4) Provide or arrange for relevant workshops and training opportunities in grantsmanship (grant writing, mock study sections, feedback on grant applications) and career “survival” strategies.
5) Link to mentees across the "Enhancing the Diversity of the NIH-Funded Workforce" program as well as mentees outside the consortium.
6) Create networking opportunities for students, postdoctoral fellows, and faculty with the larger biomedical research community.
The NRMN will be expected to establish robust partnerships with various organizations through which mentors may be recruited. NRMN is intended to synergize with BUILD, expanding the impact of BUILD by linking trainees to mentors across the country. Additionally, the NRMN network will extend beyond BUILD to incorporate mentees from existing programs that aim to recruit and retain scientists from diverse backgrounds, thus expanding and enhancing local efforts to reach mentees across the country.
The Common Fund is currently soliciting applications for six month planning grants for NRMN (RFA-RM-13-002), with the first awards to be issued in September 2013. These awards provide the opportunity for awardees to think creatively about strategies and approaches they could develop to stimulate culture change resulting in a significant enhancement of the diversity of the biomedical workforce. These planning awards are intended to position awardees to prepare applications for the multi-year implementation grants for NRMN (anticipated solicitation in late 2013, anticipated awards in late 2014).
Coordination and Evaluation Center (CEC):
The CEC will serve as an integration hub to enable the integration of BUILD and NRMN with existing programs. In close collaboration with the NIH, it will also assess the impact of the BUILD and NRMN initiatives from the earliest stages of implementation, to provide early indications whether the novel approaches implemented by BUILD and NRMN awardees are having a meaningful effect. This assessment will also provide for mid-course corrections if they are necessary.

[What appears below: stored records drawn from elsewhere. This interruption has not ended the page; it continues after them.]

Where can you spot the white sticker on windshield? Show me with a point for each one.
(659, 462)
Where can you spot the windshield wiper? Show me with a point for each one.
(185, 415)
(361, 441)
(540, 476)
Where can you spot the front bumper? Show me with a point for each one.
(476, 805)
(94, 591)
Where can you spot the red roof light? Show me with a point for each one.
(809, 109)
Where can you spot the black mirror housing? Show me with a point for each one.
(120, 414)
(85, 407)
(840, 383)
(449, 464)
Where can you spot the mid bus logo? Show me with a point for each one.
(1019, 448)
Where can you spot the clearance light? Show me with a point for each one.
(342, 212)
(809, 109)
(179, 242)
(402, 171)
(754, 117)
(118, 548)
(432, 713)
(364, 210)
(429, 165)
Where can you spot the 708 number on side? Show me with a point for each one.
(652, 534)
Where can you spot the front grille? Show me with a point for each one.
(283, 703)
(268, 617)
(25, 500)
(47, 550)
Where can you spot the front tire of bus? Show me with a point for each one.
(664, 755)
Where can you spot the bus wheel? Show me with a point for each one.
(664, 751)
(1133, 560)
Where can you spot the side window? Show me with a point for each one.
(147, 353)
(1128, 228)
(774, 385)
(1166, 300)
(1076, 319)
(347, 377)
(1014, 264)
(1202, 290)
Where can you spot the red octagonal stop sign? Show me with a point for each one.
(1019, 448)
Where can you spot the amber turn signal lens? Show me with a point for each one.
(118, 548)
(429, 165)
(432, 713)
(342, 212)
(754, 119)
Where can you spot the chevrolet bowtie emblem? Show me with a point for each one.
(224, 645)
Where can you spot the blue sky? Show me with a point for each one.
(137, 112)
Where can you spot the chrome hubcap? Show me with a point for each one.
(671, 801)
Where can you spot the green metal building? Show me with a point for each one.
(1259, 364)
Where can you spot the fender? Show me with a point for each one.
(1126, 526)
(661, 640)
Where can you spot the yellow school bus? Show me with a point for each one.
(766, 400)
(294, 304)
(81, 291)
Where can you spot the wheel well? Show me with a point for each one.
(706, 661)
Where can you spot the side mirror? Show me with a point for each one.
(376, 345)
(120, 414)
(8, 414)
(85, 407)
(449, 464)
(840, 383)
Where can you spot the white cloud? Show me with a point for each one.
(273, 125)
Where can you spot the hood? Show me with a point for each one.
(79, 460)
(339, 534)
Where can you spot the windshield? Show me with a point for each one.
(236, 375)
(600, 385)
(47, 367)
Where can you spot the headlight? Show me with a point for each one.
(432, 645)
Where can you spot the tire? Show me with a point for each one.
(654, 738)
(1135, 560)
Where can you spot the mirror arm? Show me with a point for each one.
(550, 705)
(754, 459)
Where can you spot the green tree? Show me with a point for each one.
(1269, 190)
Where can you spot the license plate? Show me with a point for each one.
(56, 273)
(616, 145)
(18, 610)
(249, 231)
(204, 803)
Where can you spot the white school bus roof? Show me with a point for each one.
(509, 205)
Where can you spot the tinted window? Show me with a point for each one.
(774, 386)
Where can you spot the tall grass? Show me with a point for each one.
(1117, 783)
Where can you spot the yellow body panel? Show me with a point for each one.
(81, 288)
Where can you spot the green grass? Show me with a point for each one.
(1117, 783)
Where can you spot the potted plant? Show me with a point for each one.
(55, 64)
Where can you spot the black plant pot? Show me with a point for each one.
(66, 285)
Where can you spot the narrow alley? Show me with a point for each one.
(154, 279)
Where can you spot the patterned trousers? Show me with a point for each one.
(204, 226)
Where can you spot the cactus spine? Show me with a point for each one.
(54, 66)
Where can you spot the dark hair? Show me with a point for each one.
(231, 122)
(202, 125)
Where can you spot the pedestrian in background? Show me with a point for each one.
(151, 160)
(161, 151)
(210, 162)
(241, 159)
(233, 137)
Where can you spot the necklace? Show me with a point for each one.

Some goals of the CEC are:
Applications for the Coordination and Evaluation Center will be solicited in mid-2013, with awards made in mid-2014.
- Identify the most effective approaches for increasing diversity in the biomedical workforce.
- Disseminate information about program success so that effective approaches can be widely implemented.
- Leverage success of existing programs through interaction, coordination, and collaboration among existing and newly identified stakeholders.
- Catalyze a change in the approach to developing diversity programs such that metrics of success drive the adaptation of novel approaches.